誰でも子どものころに一度は読んだことがある『トム・ソーヤーの冒険』の著者である米国人作家のマーク・トウェインは無類の投資好きだった。特許権や株など様々なものにカネをつぎ込んでいたそうだ。その経験から「10月は株式投資をするのには危険すぎる月だ」という相場格言を残している。
なるほど、歴史をひもといてみると、過去10月には株式市場は何度も波乱に襲われており、マーク・トウェインの言葉は信実を言い当てている。
しかし、マーク・トウェインは「他にも危険な月として、7月、1月、9月、4月、11月、5月、3月、6月、2月、8月を挙げることができる。そして、なんと言っても12月だ」という言葉を残している。
残念ながら、文才と投資のセンスには全く関連性が無いのか? それとも、「投資は常に危険である」という悟りの境地に達していたのか──はさだかではない。
株投資の最良の年は1月、猛暑で相場は夏枯れ
マーク・トウェインほどの悟りに至っていない身としては、株式市場はおしなべていつでも危険なわけではなく、「季節性」がある──と信ずる気持ちが強い。マーク・トウェインが危険な月の1つに挙げている1月は1年の中で最良の月であると考えているし、「夏枯れ」という言葉通り、市場参加者が少なくなりがちな真夏の相場はパッとしないことが多い。
ことに、今年の8月は、3年ぶりの記録的な猛暑のせいか、相場は一段とヘタっている。
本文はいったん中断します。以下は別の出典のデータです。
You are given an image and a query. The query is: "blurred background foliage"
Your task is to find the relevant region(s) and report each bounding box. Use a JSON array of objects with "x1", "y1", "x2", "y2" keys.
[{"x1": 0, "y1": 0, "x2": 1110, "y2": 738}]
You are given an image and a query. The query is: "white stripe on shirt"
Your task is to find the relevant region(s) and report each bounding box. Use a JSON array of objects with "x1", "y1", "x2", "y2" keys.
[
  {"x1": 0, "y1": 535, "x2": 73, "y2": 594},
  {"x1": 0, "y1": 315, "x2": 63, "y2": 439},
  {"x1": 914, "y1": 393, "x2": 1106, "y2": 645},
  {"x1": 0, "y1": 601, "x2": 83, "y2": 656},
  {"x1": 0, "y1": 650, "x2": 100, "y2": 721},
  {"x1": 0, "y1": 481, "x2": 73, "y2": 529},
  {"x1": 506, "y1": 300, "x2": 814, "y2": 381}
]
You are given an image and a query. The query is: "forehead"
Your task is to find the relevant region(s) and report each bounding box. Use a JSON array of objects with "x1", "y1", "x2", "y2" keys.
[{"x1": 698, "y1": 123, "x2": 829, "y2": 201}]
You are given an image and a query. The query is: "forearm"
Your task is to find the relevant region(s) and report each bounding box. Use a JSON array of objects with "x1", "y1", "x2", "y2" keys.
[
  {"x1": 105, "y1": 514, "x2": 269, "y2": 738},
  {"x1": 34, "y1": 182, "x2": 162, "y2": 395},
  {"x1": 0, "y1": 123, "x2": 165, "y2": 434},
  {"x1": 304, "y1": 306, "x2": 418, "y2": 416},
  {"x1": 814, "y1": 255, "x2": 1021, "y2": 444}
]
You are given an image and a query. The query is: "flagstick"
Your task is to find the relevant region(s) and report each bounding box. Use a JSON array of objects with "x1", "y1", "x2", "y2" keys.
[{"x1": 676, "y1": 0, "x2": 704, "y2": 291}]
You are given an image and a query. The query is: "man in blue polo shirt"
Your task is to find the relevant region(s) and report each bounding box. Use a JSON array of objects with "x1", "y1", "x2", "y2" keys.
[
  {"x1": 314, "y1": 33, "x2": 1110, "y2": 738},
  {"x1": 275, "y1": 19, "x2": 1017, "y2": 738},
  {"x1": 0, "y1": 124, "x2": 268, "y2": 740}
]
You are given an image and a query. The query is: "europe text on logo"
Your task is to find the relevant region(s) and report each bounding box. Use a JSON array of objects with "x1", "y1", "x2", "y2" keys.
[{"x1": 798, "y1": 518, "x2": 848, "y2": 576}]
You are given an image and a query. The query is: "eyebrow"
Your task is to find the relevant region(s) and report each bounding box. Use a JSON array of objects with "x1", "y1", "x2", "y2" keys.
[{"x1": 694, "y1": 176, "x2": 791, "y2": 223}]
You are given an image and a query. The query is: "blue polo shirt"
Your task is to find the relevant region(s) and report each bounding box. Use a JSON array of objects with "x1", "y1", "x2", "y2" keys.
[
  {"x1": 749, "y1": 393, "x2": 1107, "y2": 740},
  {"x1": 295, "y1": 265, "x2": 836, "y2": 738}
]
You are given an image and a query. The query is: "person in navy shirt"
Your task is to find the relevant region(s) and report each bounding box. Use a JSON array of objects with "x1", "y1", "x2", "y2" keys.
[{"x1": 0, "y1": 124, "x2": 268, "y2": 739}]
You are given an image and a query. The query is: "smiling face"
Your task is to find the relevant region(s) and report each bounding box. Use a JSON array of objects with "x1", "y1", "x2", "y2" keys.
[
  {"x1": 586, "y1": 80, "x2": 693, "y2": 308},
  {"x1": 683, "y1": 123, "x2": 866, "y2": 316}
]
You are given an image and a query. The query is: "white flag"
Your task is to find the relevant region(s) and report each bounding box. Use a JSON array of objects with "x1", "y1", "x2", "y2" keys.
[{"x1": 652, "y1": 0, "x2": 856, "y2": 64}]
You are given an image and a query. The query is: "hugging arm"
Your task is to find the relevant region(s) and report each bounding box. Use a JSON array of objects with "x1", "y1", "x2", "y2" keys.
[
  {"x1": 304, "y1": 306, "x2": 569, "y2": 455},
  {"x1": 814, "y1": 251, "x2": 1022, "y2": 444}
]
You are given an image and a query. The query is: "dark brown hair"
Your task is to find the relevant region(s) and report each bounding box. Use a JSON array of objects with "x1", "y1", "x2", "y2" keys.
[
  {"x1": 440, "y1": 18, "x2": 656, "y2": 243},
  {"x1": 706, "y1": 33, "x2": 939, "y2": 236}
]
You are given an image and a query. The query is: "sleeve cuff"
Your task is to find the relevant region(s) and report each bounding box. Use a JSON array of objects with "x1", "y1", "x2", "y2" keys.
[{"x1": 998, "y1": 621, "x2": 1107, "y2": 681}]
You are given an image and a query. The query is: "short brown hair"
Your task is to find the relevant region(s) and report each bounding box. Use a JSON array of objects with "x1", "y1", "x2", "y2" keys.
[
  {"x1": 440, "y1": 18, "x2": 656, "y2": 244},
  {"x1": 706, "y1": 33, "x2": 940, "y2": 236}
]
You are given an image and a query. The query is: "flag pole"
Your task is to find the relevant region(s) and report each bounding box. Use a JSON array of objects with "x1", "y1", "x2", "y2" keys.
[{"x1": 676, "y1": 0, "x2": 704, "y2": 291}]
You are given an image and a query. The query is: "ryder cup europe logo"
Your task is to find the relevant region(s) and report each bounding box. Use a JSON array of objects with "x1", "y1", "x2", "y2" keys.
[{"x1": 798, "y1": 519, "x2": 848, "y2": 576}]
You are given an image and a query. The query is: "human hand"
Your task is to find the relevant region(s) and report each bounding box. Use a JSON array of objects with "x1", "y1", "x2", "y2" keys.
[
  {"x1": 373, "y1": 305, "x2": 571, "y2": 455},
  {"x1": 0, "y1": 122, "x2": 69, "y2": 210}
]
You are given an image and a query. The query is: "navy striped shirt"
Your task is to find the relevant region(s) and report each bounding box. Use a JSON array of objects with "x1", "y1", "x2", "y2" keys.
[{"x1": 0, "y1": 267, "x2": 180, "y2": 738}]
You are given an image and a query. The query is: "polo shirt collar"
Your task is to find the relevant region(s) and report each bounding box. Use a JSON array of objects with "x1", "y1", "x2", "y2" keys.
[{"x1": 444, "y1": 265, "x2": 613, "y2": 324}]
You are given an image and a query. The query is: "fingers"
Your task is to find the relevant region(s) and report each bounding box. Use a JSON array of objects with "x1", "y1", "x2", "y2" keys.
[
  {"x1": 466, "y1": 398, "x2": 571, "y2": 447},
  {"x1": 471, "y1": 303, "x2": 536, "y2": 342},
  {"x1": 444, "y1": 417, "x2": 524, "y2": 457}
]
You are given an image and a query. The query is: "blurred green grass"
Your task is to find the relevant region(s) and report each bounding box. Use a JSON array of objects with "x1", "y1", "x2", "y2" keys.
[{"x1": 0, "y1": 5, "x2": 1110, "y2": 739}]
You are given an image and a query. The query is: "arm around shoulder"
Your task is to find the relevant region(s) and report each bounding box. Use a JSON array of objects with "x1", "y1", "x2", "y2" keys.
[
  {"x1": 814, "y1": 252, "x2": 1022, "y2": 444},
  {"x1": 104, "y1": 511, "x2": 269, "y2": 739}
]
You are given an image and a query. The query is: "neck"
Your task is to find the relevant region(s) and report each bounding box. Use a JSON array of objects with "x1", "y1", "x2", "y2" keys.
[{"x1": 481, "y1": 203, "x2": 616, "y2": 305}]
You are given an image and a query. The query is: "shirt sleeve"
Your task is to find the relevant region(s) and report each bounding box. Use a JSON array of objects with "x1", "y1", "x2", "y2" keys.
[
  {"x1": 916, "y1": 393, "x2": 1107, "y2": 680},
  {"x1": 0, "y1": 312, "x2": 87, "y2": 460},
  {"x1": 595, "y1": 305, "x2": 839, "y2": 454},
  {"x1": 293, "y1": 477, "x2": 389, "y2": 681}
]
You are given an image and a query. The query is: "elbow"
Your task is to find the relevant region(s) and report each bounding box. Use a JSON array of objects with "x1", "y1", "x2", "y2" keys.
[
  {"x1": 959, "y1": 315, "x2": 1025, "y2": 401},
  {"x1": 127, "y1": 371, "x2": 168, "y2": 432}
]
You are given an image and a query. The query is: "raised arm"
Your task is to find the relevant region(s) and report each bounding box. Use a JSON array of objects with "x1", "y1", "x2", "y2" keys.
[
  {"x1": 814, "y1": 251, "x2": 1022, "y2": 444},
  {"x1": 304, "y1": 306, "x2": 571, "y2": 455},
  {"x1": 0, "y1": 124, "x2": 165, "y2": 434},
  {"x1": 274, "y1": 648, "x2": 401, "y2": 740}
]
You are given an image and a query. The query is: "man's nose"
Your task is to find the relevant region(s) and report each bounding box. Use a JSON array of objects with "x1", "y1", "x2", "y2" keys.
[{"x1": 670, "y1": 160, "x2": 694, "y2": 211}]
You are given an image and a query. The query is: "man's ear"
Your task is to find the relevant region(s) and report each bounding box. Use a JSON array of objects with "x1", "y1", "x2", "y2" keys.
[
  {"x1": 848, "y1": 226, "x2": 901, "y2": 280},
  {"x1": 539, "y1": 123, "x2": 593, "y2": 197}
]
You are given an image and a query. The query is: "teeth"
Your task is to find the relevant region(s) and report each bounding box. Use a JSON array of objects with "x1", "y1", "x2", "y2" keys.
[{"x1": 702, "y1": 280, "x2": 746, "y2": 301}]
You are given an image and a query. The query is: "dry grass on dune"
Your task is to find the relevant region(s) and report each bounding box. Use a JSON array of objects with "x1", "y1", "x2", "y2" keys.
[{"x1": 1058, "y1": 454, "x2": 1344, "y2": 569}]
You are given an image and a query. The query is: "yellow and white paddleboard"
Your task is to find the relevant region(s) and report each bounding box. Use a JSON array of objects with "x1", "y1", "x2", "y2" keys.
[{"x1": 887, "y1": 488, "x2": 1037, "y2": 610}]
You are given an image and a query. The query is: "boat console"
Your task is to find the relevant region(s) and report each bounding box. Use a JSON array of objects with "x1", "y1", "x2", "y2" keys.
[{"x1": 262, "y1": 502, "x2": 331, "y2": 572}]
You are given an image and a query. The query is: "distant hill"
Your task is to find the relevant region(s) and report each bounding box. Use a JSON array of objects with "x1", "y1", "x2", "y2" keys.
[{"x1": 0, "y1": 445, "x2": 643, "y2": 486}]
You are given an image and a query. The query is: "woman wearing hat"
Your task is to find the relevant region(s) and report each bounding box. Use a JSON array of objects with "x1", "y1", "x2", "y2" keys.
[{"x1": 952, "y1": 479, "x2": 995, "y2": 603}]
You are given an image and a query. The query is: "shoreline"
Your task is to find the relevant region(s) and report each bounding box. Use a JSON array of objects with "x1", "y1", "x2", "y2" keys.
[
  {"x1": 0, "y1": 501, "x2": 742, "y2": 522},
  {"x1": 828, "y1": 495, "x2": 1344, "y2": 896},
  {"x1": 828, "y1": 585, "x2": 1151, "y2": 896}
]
8月前半の段階で東証1部の売買代金の1日平均は約1兆1000億円と、かろうじて1兆円の大台をキープしている。しかし、このまま夏バテ状態が続けば、7月の1兆1513億円を更に下回り2カ月連続で今年最低を更新しそうだ。
マーク・トウェインの警告にある通り、8月、9月、10月の3カ月も株式投資にとって最も厳しい季節だ。
2009年のように世界各国の中央銀行が目をむくような流動性供給を続けた年などは例外中の例外。郵政解散による総選挙で自民党が圧勝し、構造改革が急ピッチで進むと期待した海外投資家の買いが猛烈に流れ込んできた2005年の東京市場も歴史的な例外である。マーケットが盛り上がる夏は滅多にない──と心しておくべきである。
冒険の語義は「険しきを冒す」。危ないところに敢えて入っていくという意味だが、冒険はトム・ソーヤに任せて、この季節、素人は株に近づかないに越したことはない。